The prevalence of serious structural damage to the neck is very rare in whiplash, however a significant protective response occurs which can result in pain and muscle spasm.
Common symptoms that can arise from a whiplash injury are:

  • Neck pain
  • Headache
  • Pain into the shoulders and arms
  • Tingling and numbness in the arms and hands
  • Dizziness, light headedness, difficulty concentrating

It is generally accepted that 50% of people with a whiplash injury fail to recover within the first 2-3 months. Of these, almost half will have a complex set of symptoms which include multiple pain areas radiating into the shoulders, head, or jaw.

Best-practice guidelines

Our Physiotherapists follow best practice guidelines for treating whiplash and we are often able to predict those who may struggle to improve so that they can receive appropriate treatment early in their recovery.
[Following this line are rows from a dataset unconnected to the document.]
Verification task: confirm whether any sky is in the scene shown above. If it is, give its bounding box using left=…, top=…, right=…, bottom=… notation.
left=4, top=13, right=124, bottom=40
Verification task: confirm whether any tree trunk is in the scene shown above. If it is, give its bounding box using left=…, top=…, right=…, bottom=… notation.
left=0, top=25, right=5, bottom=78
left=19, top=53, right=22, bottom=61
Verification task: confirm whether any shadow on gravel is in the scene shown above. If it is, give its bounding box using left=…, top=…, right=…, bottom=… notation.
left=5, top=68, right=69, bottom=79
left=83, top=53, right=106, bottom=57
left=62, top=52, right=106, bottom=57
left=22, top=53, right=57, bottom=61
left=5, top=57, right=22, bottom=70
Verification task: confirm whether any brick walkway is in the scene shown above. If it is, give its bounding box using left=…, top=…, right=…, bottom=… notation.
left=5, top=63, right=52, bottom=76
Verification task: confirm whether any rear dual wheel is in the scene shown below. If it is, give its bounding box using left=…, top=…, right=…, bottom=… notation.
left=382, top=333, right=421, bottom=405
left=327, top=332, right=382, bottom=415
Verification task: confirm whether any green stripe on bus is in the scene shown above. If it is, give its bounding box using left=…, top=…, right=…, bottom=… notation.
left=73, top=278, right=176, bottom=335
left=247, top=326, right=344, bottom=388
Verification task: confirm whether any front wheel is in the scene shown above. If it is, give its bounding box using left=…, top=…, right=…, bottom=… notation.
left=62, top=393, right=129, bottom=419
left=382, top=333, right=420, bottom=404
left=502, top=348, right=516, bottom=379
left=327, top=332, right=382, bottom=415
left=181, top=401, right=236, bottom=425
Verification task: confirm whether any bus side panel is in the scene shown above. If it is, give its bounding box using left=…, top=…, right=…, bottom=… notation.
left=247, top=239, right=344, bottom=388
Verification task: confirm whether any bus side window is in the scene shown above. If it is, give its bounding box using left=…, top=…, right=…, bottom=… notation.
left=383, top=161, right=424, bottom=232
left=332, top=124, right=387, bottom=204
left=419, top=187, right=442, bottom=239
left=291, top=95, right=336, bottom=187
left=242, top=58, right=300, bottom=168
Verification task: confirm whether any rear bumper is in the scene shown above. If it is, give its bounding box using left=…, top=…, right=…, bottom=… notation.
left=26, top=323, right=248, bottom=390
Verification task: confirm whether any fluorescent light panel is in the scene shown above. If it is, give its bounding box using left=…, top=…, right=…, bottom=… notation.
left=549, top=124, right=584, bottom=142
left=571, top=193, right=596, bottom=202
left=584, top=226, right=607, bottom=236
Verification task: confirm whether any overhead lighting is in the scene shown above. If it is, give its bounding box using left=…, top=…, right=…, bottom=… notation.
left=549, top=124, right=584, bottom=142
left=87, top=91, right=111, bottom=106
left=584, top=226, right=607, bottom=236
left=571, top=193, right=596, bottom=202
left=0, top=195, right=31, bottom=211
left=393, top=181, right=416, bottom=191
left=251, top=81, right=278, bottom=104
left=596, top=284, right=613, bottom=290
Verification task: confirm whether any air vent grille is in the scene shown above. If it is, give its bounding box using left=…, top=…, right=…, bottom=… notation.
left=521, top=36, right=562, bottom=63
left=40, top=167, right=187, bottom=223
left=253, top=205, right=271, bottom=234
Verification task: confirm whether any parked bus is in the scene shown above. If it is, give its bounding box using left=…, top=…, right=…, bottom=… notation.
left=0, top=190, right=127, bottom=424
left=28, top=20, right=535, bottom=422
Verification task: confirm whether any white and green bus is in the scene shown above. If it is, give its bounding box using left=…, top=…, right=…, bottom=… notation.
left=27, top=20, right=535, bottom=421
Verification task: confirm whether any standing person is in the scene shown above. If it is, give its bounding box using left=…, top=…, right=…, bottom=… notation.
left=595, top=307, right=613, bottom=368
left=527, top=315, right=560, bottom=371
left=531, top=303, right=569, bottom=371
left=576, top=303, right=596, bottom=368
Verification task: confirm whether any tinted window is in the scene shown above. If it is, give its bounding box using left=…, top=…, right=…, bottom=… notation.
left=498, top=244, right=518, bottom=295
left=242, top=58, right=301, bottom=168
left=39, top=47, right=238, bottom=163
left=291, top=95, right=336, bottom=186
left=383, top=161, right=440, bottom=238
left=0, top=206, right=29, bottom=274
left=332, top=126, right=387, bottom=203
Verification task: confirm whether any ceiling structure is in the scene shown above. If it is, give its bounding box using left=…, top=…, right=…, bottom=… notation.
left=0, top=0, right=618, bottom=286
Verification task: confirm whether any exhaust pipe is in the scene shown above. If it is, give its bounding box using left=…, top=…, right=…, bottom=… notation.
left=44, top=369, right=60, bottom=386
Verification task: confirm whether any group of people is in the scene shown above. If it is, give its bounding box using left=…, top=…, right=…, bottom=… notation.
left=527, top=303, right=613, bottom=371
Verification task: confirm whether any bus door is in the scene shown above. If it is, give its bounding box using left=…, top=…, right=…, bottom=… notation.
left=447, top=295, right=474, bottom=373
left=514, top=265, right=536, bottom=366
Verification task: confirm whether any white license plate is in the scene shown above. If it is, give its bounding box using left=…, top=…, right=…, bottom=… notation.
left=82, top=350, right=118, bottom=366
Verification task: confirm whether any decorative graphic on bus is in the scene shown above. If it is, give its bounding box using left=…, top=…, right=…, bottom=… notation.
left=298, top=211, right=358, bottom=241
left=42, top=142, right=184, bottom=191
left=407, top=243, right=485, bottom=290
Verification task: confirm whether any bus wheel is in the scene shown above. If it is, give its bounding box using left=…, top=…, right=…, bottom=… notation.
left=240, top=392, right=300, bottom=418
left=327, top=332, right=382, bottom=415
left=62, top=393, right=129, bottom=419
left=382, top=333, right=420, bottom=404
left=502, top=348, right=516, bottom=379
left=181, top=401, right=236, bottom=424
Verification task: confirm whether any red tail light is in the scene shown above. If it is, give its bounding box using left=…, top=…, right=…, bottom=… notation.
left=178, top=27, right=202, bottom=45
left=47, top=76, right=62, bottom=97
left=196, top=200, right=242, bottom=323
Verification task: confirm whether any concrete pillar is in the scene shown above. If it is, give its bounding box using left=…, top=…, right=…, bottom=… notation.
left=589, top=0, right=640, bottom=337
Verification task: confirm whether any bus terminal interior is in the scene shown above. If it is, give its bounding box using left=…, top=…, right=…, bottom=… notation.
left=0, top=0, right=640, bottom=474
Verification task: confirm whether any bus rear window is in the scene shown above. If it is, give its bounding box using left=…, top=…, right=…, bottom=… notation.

Standard Treatment of Whiplash

  • General aerobic exercise and resumption of normal daily tasks (such as work) as soon as possible
  • Specific neck strengthening exercises called ‘deep cervical flexor exercises’
  • Reassurance and encouragement that it is safe to move

Other Treatment Options

These interventions are not routinely recommended but may have benefit in special cases:

  • Manual therapy such as joint mobilisation of the cervical spine
  • Manipulation of the thoracic spine
  • Taping
  • Acupuncture or trigger point dry needling

Treatments To Avoid

There are some things which should be avoided as they are unproven in treating whiplash:

  • Imaging procedures such as X-ray, MRI, or CT (unless serious injury such as a fracture is suspected)
  • Massage
  • Ultrasound, TENS, or other forms of electrical stimulation
  • Neck collars or other immobilisation devices
  • Topical creams or sprays (deep heat etc.)
  • Specific pillows

When seeking treatment for whiplash it is important that your Physiotherapist is experienced and familiar with the guidelines. If they follow the treatments which are proven to help, then you are more likely to recover.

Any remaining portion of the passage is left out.